Take Their Temperature

Well, in a manner of speaking.

As employers, many of us have taken steps to assure our staff safety and general wellness. We did all we possibly could to protect jobs and support in any other way that we could under the circumstances.

From where we stand, it seems like our employees are adapting well to these new realities we find ourselves operating in. But, to be fair, much of what we know about how our staff are coping is based on observation and informal discussion. We haven’t taken the extra step of conducting a proper survey to quantitatively and qualitatively articulate what our staff are thinking and feeling, what their biggest concerns actually are, and how they would prefer we support them.

Frankly, a well-designed survey will give you the fullest possible picture of your employee experience that will provide the basis of important decisions about solutions that would best suit your context. If your organisation has not done a survey, please consider it. And when you have decided to conduct one, please note that the way you approach and execute the exercise is crucial to getting cooperation from your staff. And after that, the way you interpret and use the information shared is crucial in maintaining trust.

Typically surveys are completed anonymously to promote confidentiality of responses, yet employees have an abiding fear that their employer will be able to recognise them through their responses, and this fear causes them to hold back. So, if a survey is to be done for open and honest expression of feedback from staff, please assure confidentiality. It is also important that you give context to the questions.

For instance, in trying to assess the eligibility of an employee to work from home, your survey may ask questions about the availability of certain resources in their homes, which could be misconstrued as an evaluation of quality of home life as opposed to accessibility to technical support needed for remote working.

So before you send the survey, explain and contextualise it to get maximum cooperation. Keep in mind that because of their emotional and psychological state at the moment, some employees may lash out in the survey. It’s to be expected.

Finally, as the employer, it’s important you’re committed to the survey. There’s nothing that erodes faith from the employee perspective as much as taking the time to participate in an

exercise like this, only to find that the company ‘ignores’ feedback. Sending an employee survey and failing to act on it can be worse than not surveying at all. Let your team know what you will do with their feedback, and it is vital that you honour your commitment. This makes them feel like they have an audible voice, which contributes to creating the enabling, high-trust culture we all need as we adjust and adapt to changes.

Here is a sample of some of the questions and statements that such a survey could include, giving you access to your employees’ actual sentiments, preferences and considered suggestions that they may be afraid to share openly in meetings:

I feel my safety and wellness is protected in the work-place.

I believe we all honour safety protocols.

I feel supported to deliver on my responsibilities from home.

I feel financially secure for the next several months.

I feel I have been involved in decisions that affect my job or work environment.

I feel my fears and anxieties are acknowledged and addressed.

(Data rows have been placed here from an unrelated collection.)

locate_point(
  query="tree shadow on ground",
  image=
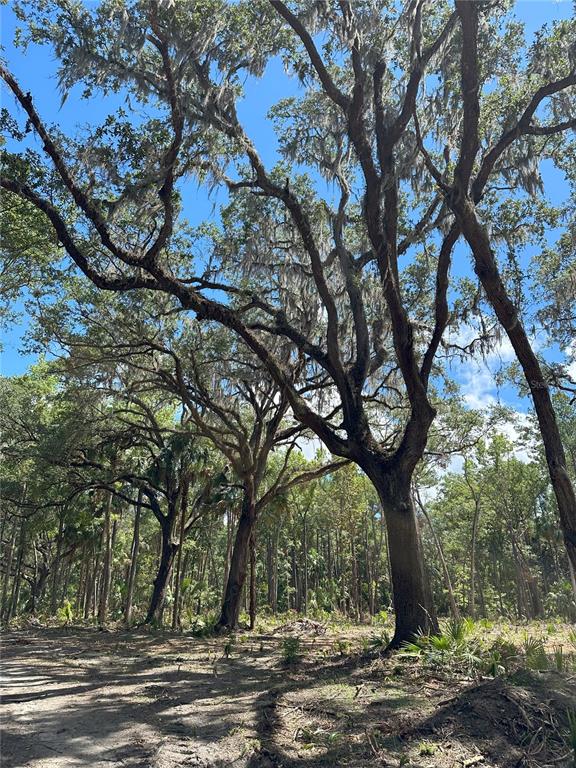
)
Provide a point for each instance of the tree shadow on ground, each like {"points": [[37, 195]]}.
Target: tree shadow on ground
{"points": [[165, 702]]}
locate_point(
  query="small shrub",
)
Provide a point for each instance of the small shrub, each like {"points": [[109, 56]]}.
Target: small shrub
{"points": [[535, 654], [291, 650], [378, 642], [65, 613], [427, 748]]}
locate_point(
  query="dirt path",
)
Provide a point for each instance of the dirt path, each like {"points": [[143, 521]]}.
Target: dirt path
{"points": [[84, 698]]}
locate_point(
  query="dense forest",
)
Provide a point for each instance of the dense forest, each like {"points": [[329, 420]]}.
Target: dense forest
{"points": [[295, 286]]}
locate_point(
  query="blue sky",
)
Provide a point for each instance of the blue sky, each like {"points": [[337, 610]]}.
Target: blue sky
{"points": [[36, 72]]}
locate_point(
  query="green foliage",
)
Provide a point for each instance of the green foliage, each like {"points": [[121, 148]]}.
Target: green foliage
{"points": [[291, 650]]}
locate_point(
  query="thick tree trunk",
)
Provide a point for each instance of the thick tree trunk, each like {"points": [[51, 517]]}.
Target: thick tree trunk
{"points": [[413, 607], [133, 561], [486, 268], [230, 612]]}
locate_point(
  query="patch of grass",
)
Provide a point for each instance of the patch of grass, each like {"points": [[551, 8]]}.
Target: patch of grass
{"points": [[427, 748]]}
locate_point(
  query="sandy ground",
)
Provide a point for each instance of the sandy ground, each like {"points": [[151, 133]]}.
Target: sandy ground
{"points": [[86, 698]]}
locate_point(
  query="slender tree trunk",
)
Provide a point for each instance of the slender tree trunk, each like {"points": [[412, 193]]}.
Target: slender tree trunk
{"points": [[107, 564], [56, 567], [411, 594], [252, 605], [454, 610], [486, 267], [305, 552], [177, 575], [133, 561], [472, 600], [167, 553], [13, 608], [8, 574]]}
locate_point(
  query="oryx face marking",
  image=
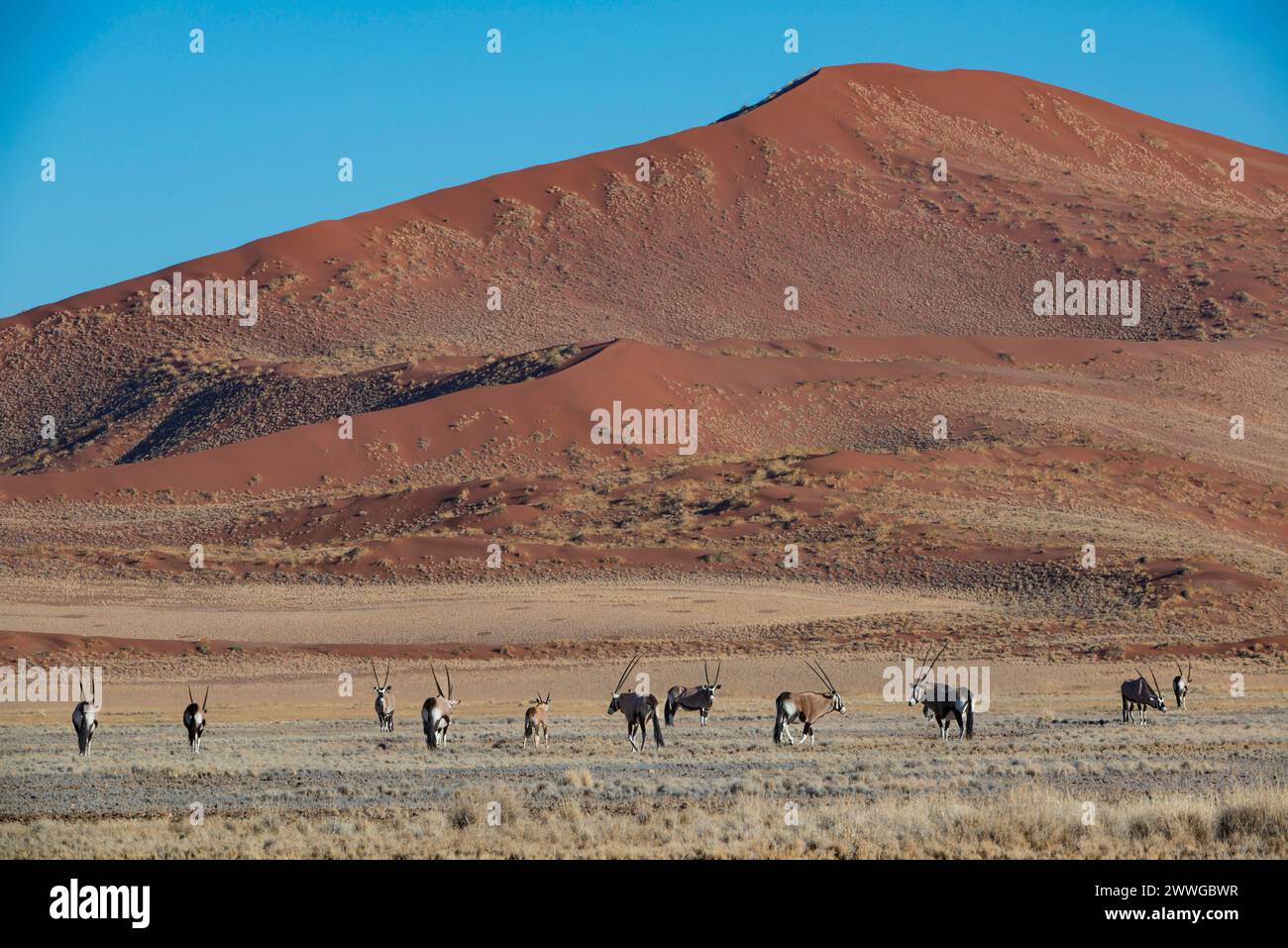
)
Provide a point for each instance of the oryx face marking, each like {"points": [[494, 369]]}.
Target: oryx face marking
{"points": [[699, 698], [636, 708], [806, 707], [194, 720], [85, 723], [384, 699], [1137, 693], [1181, 685]]}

I am kept informed about important issues and changes.

What is one way we could continue to support you?

What is your biggest concern right now – at home or at work?

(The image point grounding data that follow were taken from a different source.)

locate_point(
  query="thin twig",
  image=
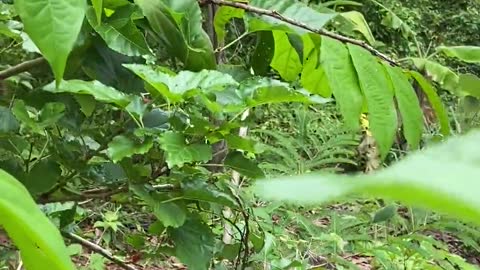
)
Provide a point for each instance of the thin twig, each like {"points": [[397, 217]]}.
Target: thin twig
{"points": [[101, 194], [98, 249], [276, 15], [22, 67]]}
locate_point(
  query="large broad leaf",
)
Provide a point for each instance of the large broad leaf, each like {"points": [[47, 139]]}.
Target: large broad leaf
{"points": [[343, 80], [469, 54], [194, 244], [96, 89], [39, 241], [263, 54], [172, 87], [375, 87], [359, 24], [443, 178], [121, 147], [295, 10], [8, 123], [285, 59], [313, 76], [121, 37], [178, 152], [443, 75], [50, 173], [222, 16], [178, 24], [53, 25], [435, 101], [408, 105]]}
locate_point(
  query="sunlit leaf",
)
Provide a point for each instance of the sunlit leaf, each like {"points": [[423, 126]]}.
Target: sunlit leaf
{"points": [[285, 59], [359, 24], [178, 24], [342, 79], [469, 84], [122, 146], [179, 152], [222, 16], [379, 97], [39, 241], [123, 38], [96, 89], [53, 26]]}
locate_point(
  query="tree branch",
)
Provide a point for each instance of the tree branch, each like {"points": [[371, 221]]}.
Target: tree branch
{"points": [[98, 249], [22, 67], [323, 32]]}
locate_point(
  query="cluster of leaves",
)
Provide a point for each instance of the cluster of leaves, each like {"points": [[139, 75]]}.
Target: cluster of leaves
{"points": [[138, 100]]}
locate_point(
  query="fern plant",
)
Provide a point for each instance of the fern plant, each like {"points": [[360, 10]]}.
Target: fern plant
{"points": [[310, 140]]}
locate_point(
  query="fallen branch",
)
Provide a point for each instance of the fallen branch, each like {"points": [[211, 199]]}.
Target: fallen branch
{"points": [[22, 67], [323, 32], [98, 249]]}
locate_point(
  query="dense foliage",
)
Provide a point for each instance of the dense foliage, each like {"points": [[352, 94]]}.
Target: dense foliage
{"points": [[177, 133]]}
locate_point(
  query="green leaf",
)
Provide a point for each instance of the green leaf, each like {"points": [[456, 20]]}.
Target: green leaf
{"points": [[194, 244], [123, 38], [236, 142], [385, 214], [42, 177], [443, 75], [202, 191], [166, 211], [8, 123], [96, 89], [263, 54], [469, 84], [408, 105], [53, 25], [442, 178], [469, 54], [98, 7], [178, 24], [222, 16], [172, 87], [359, 24], [313, 76], [295, 10], [87, 104], [247, 167], [51, 113], [39, 241], [285, 59], [379, 97], [435, 101], [121, 147], [179, 152], [343, 80]]}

Is there anything the organisation can do in light of these circumstances that would be helpful to you?

What communication/updates would be valuable to you during this time?

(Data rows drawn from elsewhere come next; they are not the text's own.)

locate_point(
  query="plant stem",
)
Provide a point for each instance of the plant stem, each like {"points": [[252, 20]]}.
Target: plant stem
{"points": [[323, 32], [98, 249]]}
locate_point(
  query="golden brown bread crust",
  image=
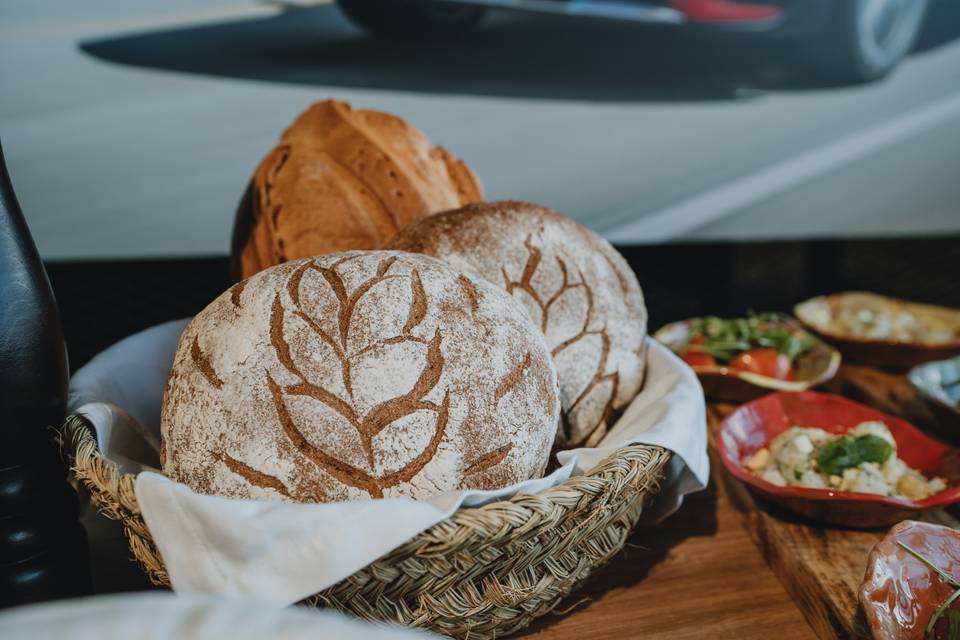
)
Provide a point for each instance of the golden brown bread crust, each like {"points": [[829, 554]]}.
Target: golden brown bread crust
{"points": [[577, 288], [342, 179]]}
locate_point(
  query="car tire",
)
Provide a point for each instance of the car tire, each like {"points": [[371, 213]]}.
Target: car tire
{"points": [[412, 19], [865, 39]]}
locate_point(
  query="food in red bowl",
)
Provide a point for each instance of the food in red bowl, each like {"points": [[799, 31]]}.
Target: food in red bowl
{"points": [[738, 359], [911, 590], [863, 468]]}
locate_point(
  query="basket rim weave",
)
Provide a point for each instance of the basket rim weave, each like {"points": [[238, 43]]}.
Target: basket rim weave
{"points": [[484, 572]]}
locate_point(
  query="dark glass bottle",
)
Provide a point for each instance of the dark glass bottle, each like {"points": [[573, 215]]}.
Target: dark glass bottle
{"points": [[43, 547]]}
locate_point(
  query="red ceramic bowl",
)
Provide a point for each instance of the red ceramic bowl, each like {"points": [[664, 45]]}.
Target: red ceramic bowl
{"points": [[755, 424]]}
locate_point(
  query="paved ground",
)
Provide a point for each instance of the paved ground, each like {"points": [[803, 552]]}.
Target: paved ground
{"points": [[131, 128]]}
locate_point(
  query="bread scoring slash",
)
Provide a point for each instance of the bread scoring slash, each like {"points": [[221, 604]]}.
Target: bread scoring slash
{"points": [[359, 375]]}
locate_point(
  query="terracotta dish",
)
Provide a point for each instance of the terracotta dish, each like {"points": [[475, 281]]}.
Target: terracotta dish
{"points": [[900, 593], [824, 315], [814, 367], [754, 425]]}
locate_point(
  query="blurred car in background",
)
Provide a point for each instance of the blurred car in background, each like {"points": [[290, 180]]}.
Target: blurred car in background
{"points": [[844, 40]]}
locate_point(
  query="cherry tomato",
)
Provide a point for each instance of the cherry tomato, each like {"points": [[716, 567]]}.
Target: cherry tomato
{"points": [[699, 359], [766, 362]]}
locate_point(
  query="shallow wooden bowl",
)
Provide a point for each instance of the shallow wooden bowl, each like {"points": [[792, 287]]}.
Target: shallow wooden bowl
{"points": [[814, 367], [890, 354]]}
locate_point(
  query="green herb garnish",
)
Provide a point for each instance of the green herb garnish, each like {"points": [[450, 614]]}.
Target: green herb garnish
{"points": [[846, 452], [725, 338], [953, 619], [953, 622]]}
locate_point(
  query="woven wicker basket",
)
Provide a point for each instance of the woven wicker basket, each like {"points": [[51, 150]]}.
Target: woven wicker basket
{"points": [[485, 572]]}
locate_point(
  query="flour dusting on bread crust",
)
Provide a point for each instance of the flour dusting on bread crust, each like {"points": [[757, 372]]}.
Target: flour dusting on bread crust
{"points": [[576, 287], [359, 375]]}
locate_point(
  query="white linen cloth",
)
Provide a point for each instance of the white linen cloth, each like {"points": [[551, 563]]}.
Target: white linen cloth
{"points": [[282, 552], [162, 616]]}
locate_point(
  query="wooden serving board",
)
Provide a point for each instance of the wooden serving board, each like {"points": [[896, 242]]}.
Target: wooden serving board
{"points": [[821, 566]]}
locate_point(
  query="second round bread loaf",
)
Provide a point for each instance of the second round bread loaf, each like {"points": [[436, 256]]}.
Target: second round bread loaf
{"points": [[577, 288]]}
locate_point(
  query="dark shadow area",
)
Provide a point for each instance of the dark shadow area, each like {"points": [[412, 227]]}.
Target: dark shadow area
{"points": [[511, 55]]}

What suggestions do you have that the organisation should consider to safeguard our operations?

What do you think the organisation could have done differently?

Your staff know what they need and what would help them best. They also have ideas on how to adapt to these changes, ideas that could even help the organisation brace and survive through any further disruptions in the future. So asking them to answer questions like the ones above in a formal exercise such as a survey can generate suggestions that help you design relevant solutions to address their specific concerns.

Yes, you have compared notes with other employers and you researched options online. You talked to your employees one-on-one, or in meetings, to get insights and share information. You have done your best. Yet, the survey is perhaps the source of the most useful feedback. It will be unfiltered and subjective in parts, but it will be the truth. Do one. And have a great week.